Let’s retry the nearest neighbors of the previous low popularity product with id=8757339 (top left). After users clicked on the target dress just three times, the results are far more relevant:
Now similar items for the products from the long tail looks much better.
Formal model evaluation metrics, calculated on low popular products, also show quite an improvement: we achieved an increase in Normalized Discounted Cumulative Gain (NDCG) @10 from 0.021 to 0.127 and average precision from 0.014 to 0.092.
By fixing the low volume product collaborative filtering issue with deep learning, we now have a powerful instrument at our disposal to improve the quality of our recommendation systems.

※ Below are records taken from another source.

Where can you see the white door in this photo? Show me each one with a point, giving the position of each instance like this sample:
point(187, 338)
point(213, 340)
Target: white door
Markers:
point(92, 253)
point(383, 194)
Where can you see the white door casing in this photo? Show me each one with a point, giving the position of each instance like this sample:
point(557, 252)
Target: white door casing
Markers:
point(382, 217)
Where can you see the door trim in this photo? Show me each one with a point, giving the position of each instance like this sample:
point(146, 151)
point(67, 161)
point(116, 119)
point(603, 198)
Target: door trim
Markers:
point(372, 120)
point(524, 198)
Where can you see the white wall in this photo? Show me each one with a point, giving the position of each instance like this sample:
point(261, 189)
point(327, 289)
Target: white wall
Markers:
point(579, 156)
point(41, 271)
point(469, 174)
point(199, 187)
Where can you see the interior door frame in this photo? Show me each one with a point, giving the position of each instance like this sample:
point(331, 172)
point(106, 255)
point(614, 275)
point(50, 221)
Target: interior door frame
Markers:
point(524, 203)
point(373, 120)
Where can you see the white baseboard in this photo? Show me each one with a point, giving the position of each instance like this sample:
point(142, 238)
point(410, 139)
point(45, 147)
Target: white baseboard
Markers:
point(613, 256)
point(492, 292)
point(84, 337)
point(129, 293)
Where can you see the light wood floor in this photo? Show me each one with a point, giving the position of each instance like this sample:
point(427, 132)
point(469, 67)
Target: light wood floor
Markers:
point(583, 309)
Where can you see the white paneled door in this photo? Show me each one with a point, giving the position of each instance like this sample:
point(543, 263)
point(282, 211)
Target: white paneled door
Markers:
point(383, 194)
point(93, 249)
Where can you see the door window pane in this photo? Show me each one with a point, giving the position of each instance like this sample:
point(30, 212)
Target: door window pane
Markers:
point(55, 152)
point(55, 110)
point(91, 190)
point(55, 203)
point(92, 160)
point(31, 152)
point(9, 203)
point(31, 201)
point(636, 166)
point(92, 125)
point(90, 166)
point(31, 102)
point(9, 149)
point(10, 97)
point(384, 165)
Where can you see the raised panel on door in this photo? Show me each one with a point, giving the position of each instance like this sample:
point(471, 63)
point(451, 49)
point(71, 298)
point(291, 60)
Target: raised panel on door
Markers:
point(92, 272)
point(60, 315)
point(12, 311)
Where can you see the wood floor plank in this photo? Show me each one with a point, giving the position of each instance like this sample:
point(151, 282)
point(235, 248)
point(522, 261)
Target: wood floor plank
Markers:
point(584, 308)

To improve sparse data recommendations, we trained a neural network to approximate ALS embeddings for popular products. Using product features, like image and text, we can predict ALS embeddings for products from the “long tail.”
We can now show high-quality recommendations for the entire product catalog, for both popular and less popular products. We discussed how a retailer’s sales concentrates on only 20% of the product catalog because the remaining products do not contain enough interaction data for the recommendation engine to analyze properly. Using long tail techniques discussed in this blog, we can now engage hard to reach customers with recommendations capable of serving 100% of the catalog! This is not a trivial problem. The Pareto principle is widespread and most catalogs experience this 80/20 phenomenon. Deep learning can overcome data interaction inequality and help solve other similar problems in e-commerce and beyond.